You pay your home insurance premiums just in case something happens. Then one day, it does. At that moment, would you know how to file a home insurance claim?
Document the Damage
A storm blew a tree onto your house, your water heater exploded, or your home was burglarized. These are just a few of the possible catastrophes that can happen to your home.
Whatever the situation, take pictures of the damage. It is also helpful to video the damage since some issues, like standing water, are difficult to capture in a still photo. You will also want to document damage to personal belongings since these can be part of your claim. If any electronic items are damaged or stolen, make a note of model, serial number and price.
Also, take note of the date and time the damage occurred. In some circumstances, the damage happens when you are not at home. In that case, make sure you have an estimated date and time. For instance, if you were away for the weekend and came home to a tree in your living room, you can estimate the damaged occurred sometime when you were away.
Call your Insurance Company
Within minutes or hours of first seeing the damage, you need to call your insurance company. A delay in notifying your insurance company could cause you trouble down the road. One of the many general requirements under your policy of insurance is to timely notify the insurance company. Insurance claims can be denied for something as simple as a delay in notification. Do not risk a claim denial!
On this initial call, you will be asked questions about what happened, when it happened, and where the home is damaged. This is where your documentation will help answer these questions. This initial call will likely serve as your formal claim filing which will trigger your rights and responsibilities under your policy. The insurance company will likely mail a letter after this initial phone call, confirming receipt of your claim and contain your assigned claim number. In that letter will also be a reminder of your rights and responsibilities such as the right to mediation if you do not agree with the outcome. Some of the responsibilities will include continued cooperation with the insurance company, such as allowing a representative from the insurance company to come and inspect your property and damage.

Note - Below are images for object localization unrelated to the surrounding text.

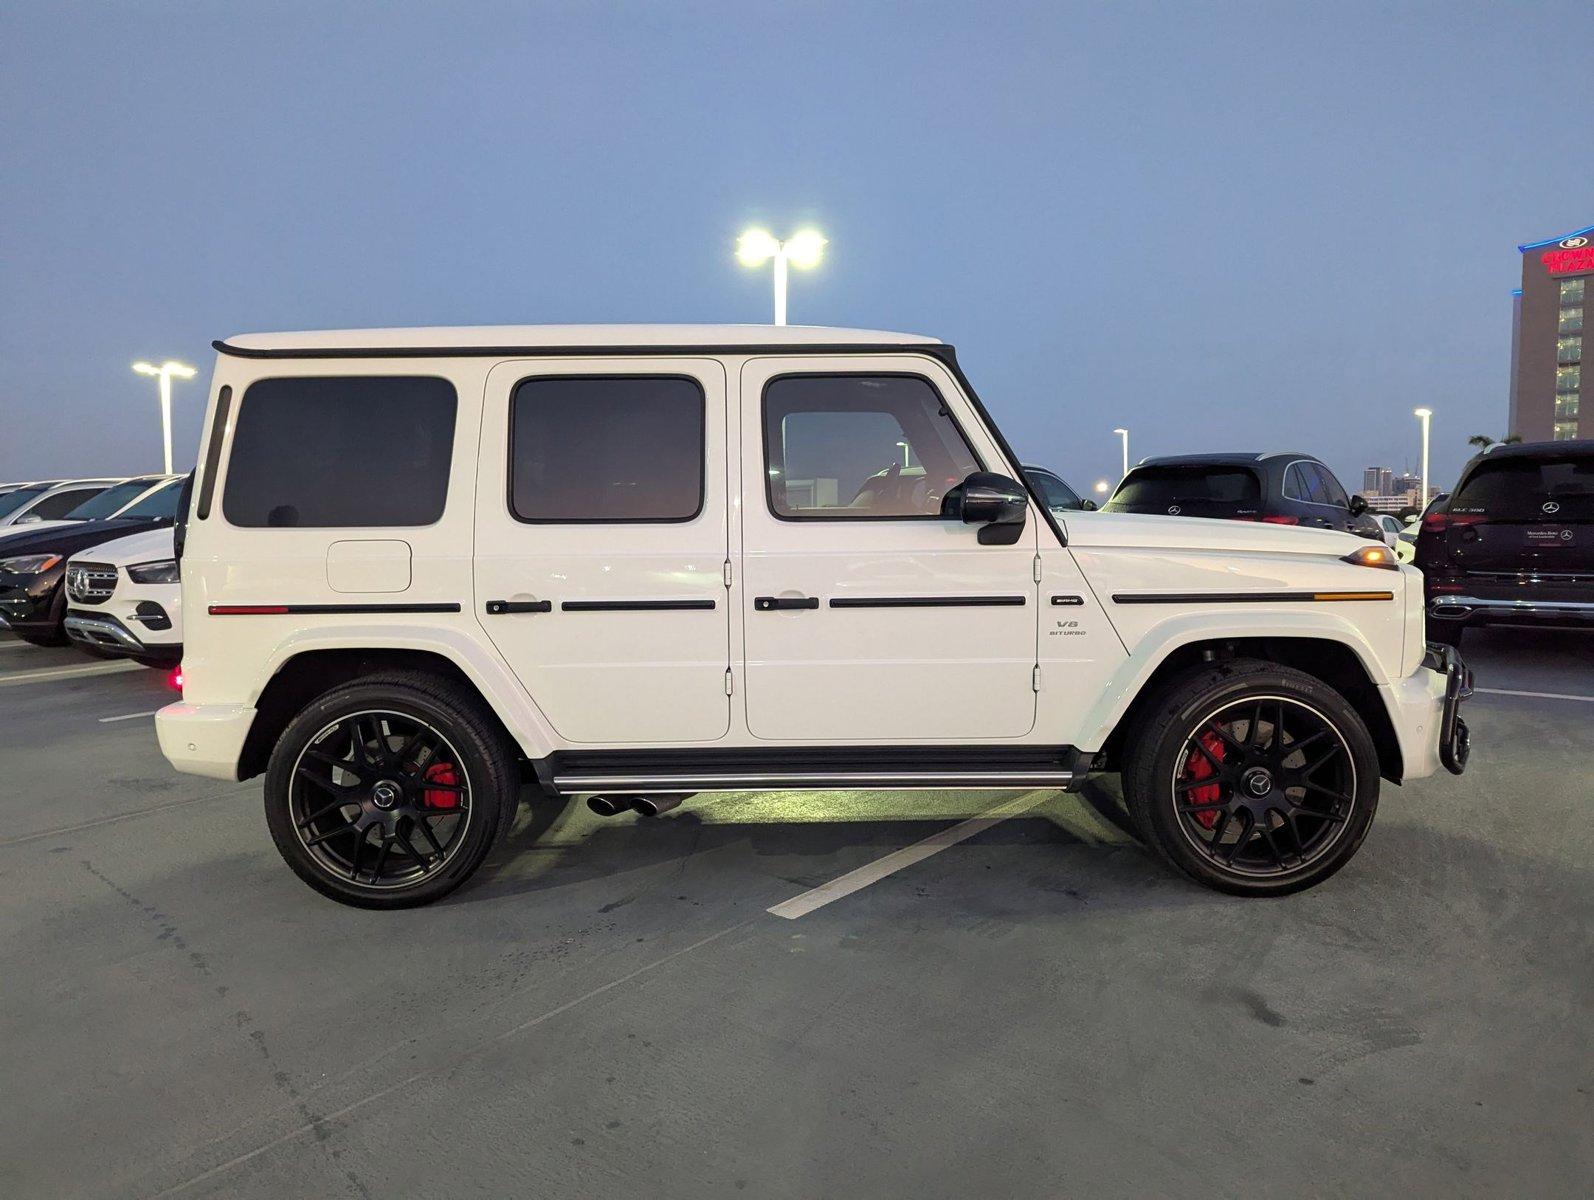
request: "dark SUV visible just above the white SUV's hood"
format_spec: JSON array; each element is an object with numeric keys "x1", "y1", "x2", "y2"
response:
[{"x1": 1101, "y1": 454, "x2": 1384, "y2": 540}]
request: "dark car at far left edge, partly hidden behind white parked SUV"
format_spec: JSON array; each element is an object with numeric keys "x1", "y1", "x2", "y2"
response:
[{"x1": 0, "y1": 478, "x2": 183, "y2": 645}]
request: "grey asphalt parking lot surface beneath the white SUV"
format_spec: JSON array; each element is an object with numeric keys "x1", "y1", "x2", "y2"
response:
[{"x1": 0, "y1": 633, "x2": 1594, "y2": 1200}]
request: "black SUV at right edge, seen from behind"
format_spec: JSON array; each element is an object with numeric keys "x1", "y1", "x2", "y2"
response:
[{"x1": 1414, "y1": 440, "x2": 1594, "y2": 645}]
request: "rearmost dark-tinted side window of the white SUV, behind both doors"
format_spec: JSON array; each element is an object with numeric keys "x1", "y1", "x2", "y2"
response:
[{"x1": 222, "y1": 375, "x2": 457, "y2": 529}]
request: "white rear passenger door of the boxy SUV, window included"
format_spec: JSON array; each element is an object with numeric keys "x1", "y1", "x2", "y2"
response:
[{"x1": 475, "y1": 359, "x2": 730, "y2": 746}]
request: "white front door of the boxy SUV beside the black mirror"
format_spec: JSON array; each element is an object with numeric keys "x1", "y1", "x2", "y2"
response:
[{"x1": 740, "y1": 355, "x2": 1039, "y2": 744}]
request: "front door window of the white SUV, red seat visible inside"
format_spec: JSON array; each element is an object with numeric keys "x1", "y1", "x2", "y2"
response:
[{"x1": 764, "y1": 375, "x2": 980, "y2": 520}]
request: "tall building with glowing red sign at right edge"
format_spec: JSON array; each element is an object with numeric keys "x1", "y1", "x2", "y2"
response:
[{"x1": 1508, "y1": 225, "x2": 1594, "y2": 441}]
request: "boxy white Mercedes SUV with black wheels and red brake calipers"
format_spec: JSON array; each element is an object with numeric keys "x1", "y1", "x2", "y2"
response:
[{"x1": 156, "y1": 325, "x2": 1470, "y2": 907}]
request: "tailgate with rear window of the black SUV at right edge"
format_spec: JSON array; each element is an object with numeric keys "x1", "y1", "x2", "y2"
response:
[{"x1": 1444, "y1": 451, "x2": 1594, "y2": 583}]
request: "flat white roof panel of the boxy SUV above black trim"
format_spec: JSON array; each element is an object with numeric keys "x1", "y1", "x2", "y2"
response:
[{"x1": 226, "y1": 325, "x2": 940, "y2": 351}]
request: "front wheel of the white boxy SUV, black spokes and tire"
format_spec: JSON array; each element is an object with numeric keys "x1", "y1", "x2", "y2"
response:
[{"x1": 1122, "y1": 660, "x2": 1379, "y2": 896}]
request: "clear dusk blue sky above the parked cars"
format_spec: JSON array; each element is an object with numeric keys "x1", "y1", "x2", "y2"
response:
[{"x1": 0, "y1": 0, "x2": 1594, "y2": 489}]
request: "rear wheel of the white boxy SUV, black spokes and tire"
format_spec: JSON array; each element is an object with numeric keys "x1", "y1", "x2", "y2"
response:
[{"x1": 265, "y1": 673, "x2": 520, "y2": 908}]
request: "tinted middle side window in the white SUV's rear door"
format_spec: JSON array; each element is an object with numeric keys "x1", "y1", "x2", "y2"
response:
[{"x1": 508, "y1": 375, "x2": 705, "y2": 524}]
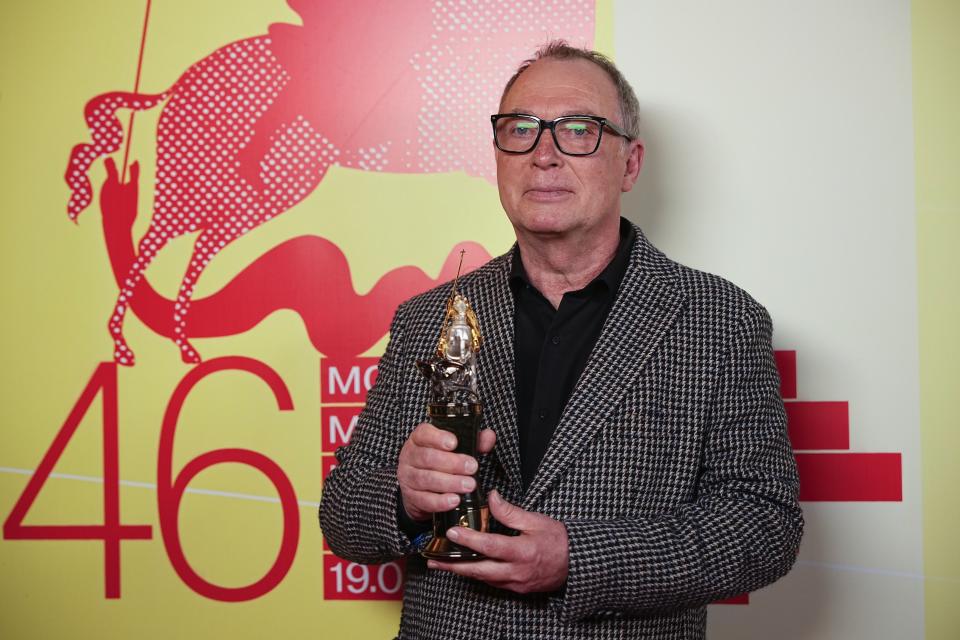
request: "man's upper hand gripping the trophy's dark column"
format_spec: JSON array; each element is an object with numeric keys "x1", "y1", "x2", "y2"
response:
[{"x1": 397, "y1": 422, "x2": 497, "y2": 521}]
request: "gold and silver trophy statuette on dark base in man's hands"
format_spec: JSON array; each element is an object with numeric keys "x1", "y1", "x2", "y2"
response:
[{"x1": 417, "y1": 254, "x2": 490, "y2": 561}]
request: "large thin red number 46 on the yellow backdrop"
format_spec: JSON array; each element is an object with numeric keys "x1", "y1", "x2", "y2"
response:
[{"x1": 3, "y1": 357, "x2": 300, "y2": 601}]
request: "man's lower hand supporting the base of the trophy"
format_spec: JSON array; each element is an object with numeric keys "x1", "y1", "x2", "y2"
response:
[{"x1": 427, "y1": 491, "x2": 570, "y2": 593}]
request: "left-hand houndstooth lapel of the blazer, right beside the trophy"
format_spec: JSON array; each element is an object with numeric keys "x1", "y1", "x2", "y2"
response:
[{"x1": 470, "y1": 251, "x2": 523, "y2": 497}]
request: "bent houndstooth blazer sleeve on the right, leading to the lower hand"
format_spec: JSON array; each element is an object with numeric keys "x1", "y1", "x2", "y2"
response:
[{"x1": 552, "y1": 301, "x2": 803, "y2": 620}]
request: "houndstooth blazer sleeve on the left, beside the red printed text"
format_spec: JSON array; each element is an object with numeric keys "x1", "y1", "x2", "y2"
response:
[{"x1": 320, "y1": 305, "x2": 415, "y2": 564}]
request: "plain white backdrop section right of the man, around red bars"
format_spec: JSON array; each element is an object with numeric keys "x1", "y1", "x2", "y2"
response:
[{"x1": 615, "y1": 0, "x2": 923, "y2": 640}]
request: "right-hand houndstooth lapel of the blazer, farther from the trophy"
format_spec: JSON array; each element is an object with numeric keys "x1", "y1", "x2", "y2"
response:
[{"x1": 511, "y1": 229, "x2": 685, "y2": 510}]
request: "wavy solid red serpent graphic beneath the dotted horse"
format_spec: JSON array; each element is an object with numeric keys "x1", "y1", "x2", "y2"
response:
[{"x1": 100, "y1": 158, "x2": 490, "y2": 357}]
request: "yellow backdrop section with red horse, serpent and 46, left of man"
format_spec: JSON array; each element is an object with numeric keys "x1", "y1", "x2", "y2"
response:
[{"x1": 0, "y1": 0, "x2": 592, "y2": 638}]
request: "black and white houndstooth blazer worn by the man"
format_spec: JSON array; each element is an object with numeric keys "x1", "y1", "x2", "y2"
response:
[{"x1": 320, "y1": 222, "x2": 803, "y2": 640}]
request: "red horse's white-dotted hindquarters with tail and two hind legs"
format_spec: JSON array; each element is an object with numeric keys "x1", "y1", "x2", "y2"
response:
[{"x1": 67, "y1": 38, "x2": 330, "y2": 365}]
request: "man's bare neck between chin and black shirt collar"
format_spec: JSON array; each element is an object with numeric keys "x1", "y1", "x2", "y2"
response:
[{"x1": 517, "y1": 218, "x2": 620, "y2": 309}]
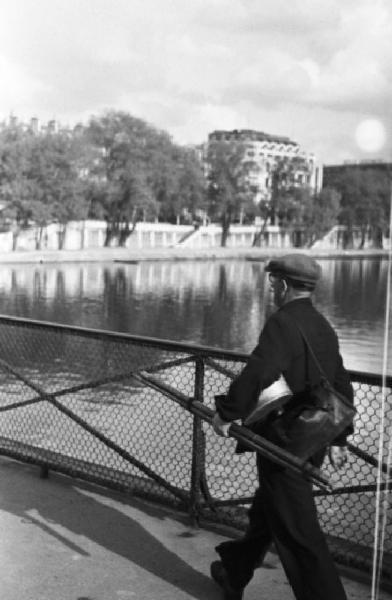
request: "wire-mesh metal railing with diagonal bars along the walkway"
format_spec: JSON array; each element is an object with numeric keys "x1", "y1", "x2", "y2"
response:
[{"x1": 0, "y1": 316, "x2": 392, "y2": 581}]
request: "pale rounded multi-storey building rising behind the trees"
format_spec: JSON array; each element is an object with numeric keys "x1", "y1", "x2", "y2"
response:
[{"x1": 208, "y1": 129, "x2": 319, "y2": 204}]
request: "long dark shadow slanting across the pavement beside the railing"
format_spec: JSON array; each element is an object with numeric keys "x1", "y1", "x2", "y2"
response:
[{"x1": 0, "y1": 460, "x2": 218, "y2": 600}]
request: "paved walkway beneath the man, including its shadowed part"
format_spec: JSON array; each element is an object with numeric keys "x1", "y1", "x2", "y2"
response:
[{"x1": 0, "y1": 457, "x2": 392, "y2": 600}]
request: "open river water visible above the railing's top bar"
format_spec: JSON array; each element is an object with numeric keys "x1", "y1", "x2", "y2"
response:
[{"x1": 0, "y1": 259, "x2": 392, "y2": 374}]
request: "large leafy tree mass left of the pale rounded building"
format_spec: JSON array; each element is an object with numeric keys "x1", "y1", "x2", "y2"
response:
[{"x1": 0, "y1": 111, "x2": 205, "y2": 248}]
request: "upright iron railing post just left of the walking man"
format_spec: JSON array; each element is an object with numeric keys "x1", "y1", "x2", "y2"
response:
[{"x1": 189, "y1": 356, "x2": 205, "y2": 525}]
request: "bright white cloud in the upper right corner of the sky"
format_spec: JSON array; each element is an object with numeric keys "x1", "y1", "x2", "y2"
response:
[{"x1": 219, "y1": 0, "x2": 392, "y2": 119}]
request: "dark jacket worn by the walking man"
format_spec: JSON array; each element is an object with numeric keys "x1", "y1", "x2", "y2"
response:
[{"x1": 216, "y1": 298, "x2": 354, "y2": 444}]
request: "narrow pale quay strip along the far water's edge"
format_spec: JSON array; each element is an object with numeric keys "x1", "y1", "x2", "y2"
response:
[{"x1": 0, "y1": 246, "x2": 388, "y2": 264}]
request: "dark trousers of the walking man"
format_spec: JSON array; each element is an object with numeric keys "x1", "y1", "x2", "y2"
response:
[{"x1": 216, "y1": 456, "x2": 347, "y2": 600}]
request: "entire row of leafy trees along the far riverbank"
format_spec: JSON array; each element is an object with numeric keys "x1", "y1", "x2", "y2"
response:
[{"x1": 0, "y1": 111, "x2": 389, "y2": 249}]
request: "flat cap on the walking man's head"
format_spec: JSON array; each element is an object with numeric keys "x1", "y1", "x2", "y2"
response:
[{"x1": 265, "y1": 254, "x2": 321, "y2": 284}]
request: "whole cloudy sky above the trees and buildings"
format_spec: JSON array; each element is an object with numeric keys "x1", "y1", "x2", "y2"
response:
[{"x1": 0, "y1": 0, "x2": 392, "y2": 164}]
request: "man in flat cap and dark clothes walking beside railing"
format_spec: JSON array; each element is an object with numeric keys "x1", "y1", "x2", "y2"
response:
[{"x1": 211, "y1": 254, "x2": 353, "y2": 600}]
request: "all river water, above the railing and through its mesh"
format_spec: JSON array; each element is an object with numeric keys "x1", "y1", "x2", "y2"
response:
[{"x1": 0, "y1": 259, "x2": 392, "y2": 551}]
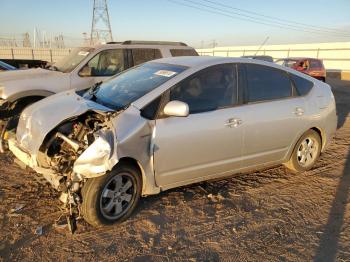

The person who comes to inspect your property is called a field adjuster or independent adjuster. It is not unusual for insurance companies to hire outside firms to handle field inspections. This increases efficiency in claims handling. When the adjuster comes to your home, he or she will ask you some of the same questions about what happened and where the damage occurred. He or she will do an interior and exterior inspection of your property including taking photos and possibly measurements. While this field adjuster does represent the insurance company, they usually can not provide any insight into the status of your claim. In fact, it is probably wise to keep chatting with the adjuster to a minimum unless asked a direct question. You do not want to say something that can be misinterpreted and jeopardize the claim.
Prevent Further Damage
Part of filing a home insurance claim is to take steps to prevent further damage to your property. In the case of roof damage, this may mean placing a temporary tarp or covering on the roof. If there is water damage, this likely would include contacting a water mitigation company to dry out your home. These steps to prevent further damage are part of your responsibilities under your policy when filing a claim. Failure to do so may result in a denied claim.
Every step you take to prevent further damage, it would be wise to maintain a paper and photo trail so there is no question you are complying with the insurance policy. This is important to prevent a denied claim. While you’re preventing further damages, building materials, such as wet baseboards, may be removed. Be sure to save the damaged materials until the insurance company has an opportunity to inspect them. This will increase the chances that you’ll be reimbursed for the repairs.
Filing an insurance claim can be overwhelming and frustrating. It can be weeks before you receive a final decision on your claim. In the case of a widespread catastrophe like a hurricane, you can expect that timeframe to extend to months. It is important to have patience while you wait for the insurance company to make their decision. If you are not satisfied with the outcome, you may pursue your mediation rights or contact an attorney if necessary.
Ultimately, filing a home insurance claim is not something people want to do. Following this guide will help you with the process and assist in obtaining a favorable outcome.